Пилсудский понял: говорить с этим человеком – всё равно что объясняться с лесом.
Не убедить, не склонить. Только ждать, поддастся ли почва.
И всё же продолжал. Не ради победы, а ради шанса.
Потому что уже знал: возможно, там, за морем, ждёт язык, где слова не несут боли.
Он потратил весь вечер – и добился лишь молчаливого изгнания.
Шаман не спорил. Просто встал, медленно открыл дверь.
Пилсудский вышел в темноту, не дожидаясь слов.
На следующий день он вернулся. Потом – ещё и ещё.
Неделя прошла в глухом, как скала, молчании.
И вот однажды, не меняя позы, Багунке сказал:
«Если так хочешь – уезжай. Мы вырастим твоих детей.
О Чухсанме позаботимся. Но они останутся здесь.
А если станешь уговаривать дальше – уйдёшь один.
Не по доброй воле. Из деревни. Насовсем».
Фразы звучали ровно, без гнева – как решение, вынесенное не человеком, а самим Ай.
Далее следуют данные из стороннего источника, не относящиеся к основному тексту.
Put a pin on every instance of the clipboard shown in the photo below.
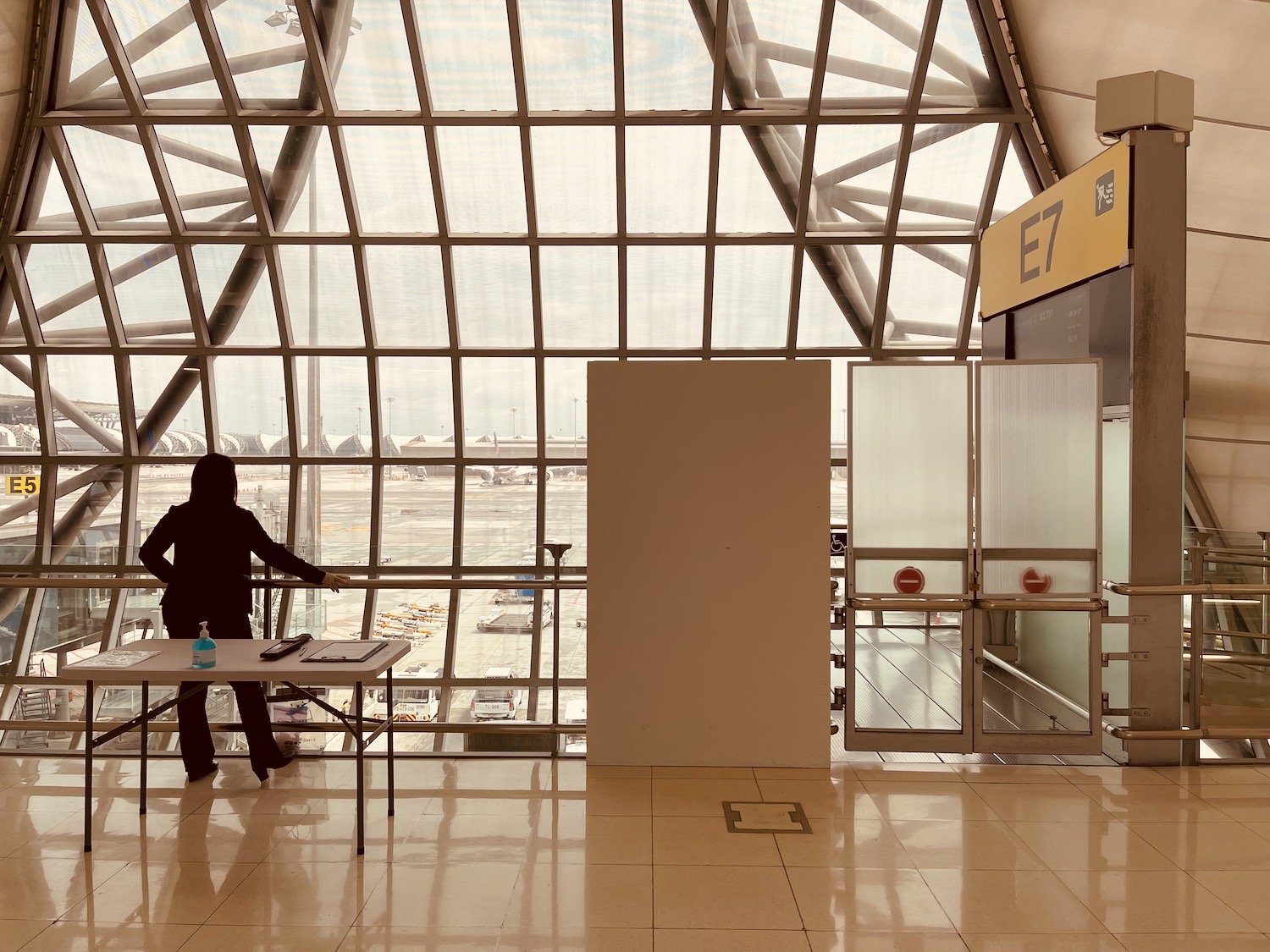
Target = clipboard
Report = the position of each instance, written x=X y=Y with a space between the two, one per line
x=345 y=652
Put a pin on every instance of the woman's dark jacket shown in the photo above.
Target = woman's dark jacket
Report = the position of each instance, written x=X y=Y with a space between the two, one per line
x=213 y=563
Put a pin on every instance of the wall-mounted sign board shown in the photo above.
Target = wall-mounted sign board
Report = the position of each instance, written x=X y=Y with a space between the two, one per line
x=1071 y=231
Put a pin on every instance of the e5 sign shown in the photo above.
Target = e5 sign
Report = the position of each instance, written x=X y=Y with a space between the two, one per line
x=20 y=485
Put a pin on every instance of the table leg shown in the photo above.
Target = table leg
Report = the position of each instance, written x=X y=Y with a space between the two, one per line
x=389 y=731
x=88 y=767
x=145 y=739
x=361 y=764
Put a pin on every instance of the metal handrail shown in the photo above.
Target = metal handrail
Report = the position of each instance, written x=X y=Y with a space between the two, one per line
x=398 y=581
x=944 y=604
x=911 y=604
x=1191 y=589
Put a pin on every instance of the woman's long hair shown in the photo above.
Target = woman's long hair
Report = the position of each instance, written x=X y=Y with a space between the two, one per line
x=213 y=484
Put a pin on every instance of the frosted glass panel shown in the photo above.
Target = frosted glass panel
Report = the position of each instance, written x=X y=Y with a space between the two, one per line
x=1038 y=576
x=891 y=660
x=1039 y=438
x=876 y=576
x=909 y=431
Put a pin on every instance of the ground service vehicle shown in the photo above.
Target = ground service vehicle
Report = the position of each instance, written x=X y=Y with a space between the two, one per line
x=414 y=698
x=497 y=702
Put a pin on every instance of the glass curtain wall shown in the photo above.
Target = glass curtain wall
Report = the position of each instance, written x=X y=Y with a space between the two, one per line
x=367 y=248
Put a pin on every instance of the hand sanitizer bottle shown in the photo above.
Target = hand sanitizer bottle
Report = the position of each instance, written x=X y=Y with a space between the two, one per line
x=205 y=649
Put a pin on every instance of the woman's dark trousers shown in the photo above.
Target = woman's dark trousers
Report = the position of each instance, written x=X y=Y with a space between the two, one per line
x=196 y=735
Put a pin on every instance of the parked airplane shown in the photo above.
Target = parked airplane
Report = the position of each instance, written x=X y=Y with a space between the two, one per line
x=505 y=475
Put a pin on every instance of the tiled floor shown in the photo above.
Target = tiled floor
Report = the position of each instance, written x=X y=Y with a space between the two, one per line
x=531 y=856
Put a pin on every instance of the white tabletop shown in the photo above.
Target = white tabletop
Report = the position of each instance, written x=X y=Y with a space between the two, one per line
x=236 y=659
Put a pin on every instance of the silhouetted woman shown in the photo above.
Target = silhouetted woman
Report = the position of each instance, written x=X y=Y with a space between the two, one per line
x=208 y=581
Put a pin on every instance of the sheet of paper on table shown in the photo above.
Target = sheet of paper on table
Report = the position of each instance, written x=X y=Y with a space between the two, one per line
x=114 y=658
x=353 y=650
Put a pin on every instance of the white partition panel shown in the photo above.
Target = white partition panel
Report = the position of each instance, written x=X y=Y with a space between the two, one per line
x=909 y=475
x=1039 y=476
x=708 y=515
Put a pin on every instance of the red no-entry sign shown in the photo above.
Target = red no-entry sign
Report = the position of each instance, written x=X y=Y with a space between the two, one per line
x=1034 y=581
x=909 y=581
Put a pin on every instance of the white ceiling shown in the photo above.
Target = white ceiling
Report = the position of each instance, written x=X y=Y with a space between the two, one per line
x=1222 y=45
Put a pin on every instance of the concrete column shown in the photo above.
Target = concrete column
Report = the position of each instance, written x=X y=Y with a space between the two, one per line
x=1156 y=433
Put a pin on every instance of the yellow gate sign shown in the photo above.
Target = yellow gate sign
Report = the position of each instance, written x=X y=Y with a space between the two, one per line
x=20 y=485
x=1071 y=231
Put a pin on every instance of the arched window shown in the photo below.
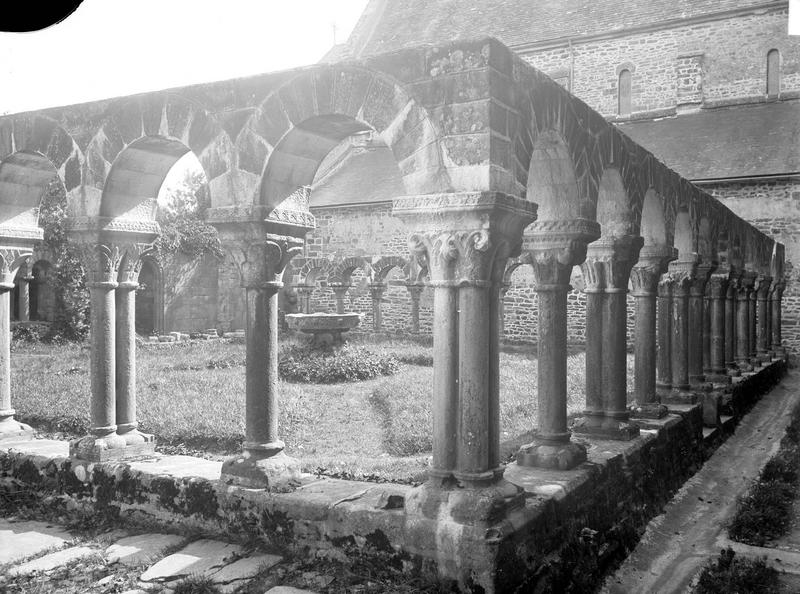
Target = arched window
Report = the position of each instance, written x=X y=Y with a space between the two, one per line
x=773 y=72
x=624 y=93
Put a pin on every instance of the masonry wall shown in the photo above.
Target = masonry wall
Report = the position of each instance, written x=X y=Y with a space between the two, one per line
x=717 y=60
x=774 y=208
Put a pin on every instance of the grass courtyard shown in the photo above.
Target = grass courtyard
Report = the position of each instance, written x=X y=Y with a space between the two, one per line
x=192 y=397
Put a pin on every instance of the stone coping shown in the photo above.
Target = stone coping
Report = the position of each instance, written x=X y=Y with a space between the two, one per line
x=622 y=483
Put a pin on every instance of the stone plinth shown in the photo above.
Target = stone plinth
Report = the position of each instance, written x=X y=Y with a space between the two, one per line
x=325 y=329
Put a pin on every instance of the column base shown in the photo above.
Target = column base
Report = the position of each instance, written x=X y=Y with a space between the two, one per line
x=679 y=396
x=649 y=410
x=259 y=470
x=560 y=456
x=11 y=429
x=611 y=428
x=109 y=448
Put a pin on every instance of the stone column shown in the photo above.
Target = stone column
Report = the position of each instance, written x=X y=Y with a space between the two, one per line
x=644 y=279
x=10 y=261
x=683 y=273
x=744 y=289
x=763 y=328
x=609 y=261
x=305 y=292
x=716 y=291
x=415 y=293
x=556 y=246
x=730 y=323
x=340 y=290
x=376 y=291
x=125 y=366
x=263 y=464
x=102 y=443
x=776 y=296
x=697 y=291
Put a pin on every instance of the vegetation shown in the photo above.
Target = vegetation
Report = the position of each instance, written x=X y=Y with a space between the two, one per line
x=764 y=512
x=378 y=429
x=729 y=574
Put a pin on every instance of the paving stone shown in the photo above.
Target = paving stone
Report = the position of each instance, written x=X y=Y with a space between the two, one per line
x=199 y=557
x=244 y=569
x=53 y=560
x=134 y=550
x=19 y=540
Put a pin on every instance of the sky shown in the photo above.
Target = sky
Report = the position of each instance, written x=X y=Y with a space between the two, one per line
x=109 y=48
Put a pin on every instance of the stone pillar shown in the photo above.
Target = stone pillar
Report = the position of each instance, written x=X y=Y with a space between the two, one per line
x=10 y=261
x=125 y=365
x=744 y=289
x=644 y=279
x=501 y=310
x=376 y=291
x=305 y=291
x=697 y=291
x=776 y=296
x=464 y=240
x=730 y=324
x=716 y=292
x=555 y=248
x=24 y=303
x=683 y=272
x=415 y=293
x=263 y=464
x=763 y=328
x=607 y=270
x=102 y=443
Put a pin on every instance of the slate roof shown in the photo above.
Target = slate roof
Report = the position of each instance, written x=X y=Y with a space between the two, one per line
x=388 y=25
x=364 y=176
x=740 y=141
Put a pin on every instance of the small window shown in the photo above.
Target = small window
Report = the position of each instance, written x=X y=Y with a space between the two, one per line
x=773 y=72
x=624 y=93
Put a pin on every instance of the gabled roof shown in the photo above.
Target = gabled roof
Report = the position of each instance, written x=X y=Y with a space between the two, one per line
x=388 y=25
x=741 y=141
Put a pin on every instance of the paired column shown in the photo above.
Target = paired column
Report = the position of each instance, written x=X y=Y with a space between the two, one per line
x=681 y=272
x=743 y=290
x=556 y=246
x=776 y=296
x=716 y=293
x=607 y=270
x=698 y=332
x=645 y=277
x=10 y=261
x=263 y=462
x=340 y=290
x=415 y=293
x=763 y=330
x=376 y=291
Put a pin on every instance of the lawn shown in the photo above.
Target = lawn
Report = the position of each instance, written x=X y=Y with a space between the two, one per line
x=191 y=396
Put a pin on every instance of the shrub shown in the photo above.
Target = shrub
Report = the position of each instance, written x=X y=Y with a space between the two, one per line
x=745 y=576
x=404 y=409
x=328 y=366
Пилсудского качнуло. Всё, что было домом, вдруг исчезло.
Он стал чужим – не потому, что ушёл, а потому, что попытался забрать.
Деревня уже знала. Здесь ничто не пряталось – ни взгляд, ни дыхание, ни намерение.
Когда он пересказал Чухсанме разговор с Багунке, она долго молчала, глядя в очаг.
Потом сказала:
– Поезжай один, любимый. Здесь тебе уже не будет места.
– Но я не хочу без вас, – тихо ответил Бронислав, догадываясь, что слишком поздно.
Она поняла раньше него.
Взяла его холодную руку – как поздний дождь – своей, тёплой и живой.
Держала не утешая, а прощаясь.
– Поезжай, – повторила. – Если судьба даст – однажды вернёшься.
Как уже было. Но не рассчитывай. Здесь не ждут дважды.
Бронислав не мог решиться.
Складывал вещи в сумки – медленно, без уверенности. Потом вытаскивал обратно.
Написал детям письмо – на годы, что могли и не настать. Но не оставил.
Побоялся: сказанное ранит сильнее, чем недосказанное.
Всё же спрятал лист в ящик стола, за которым когда-то переводил айнские слова.
Решил: найдут – значит, надо было. Не найдут – значит, тишина и есть правда.
Когда внутри всё смолкло, и он приготовился уходить, Багунке – словно зимнее дерево – дал трещину.
Пригласил его на праздник Иёмантэ – обряд провода медведя в мир духов.
Для айнов он был священен: зверя не считали жертвой – лишь провожали.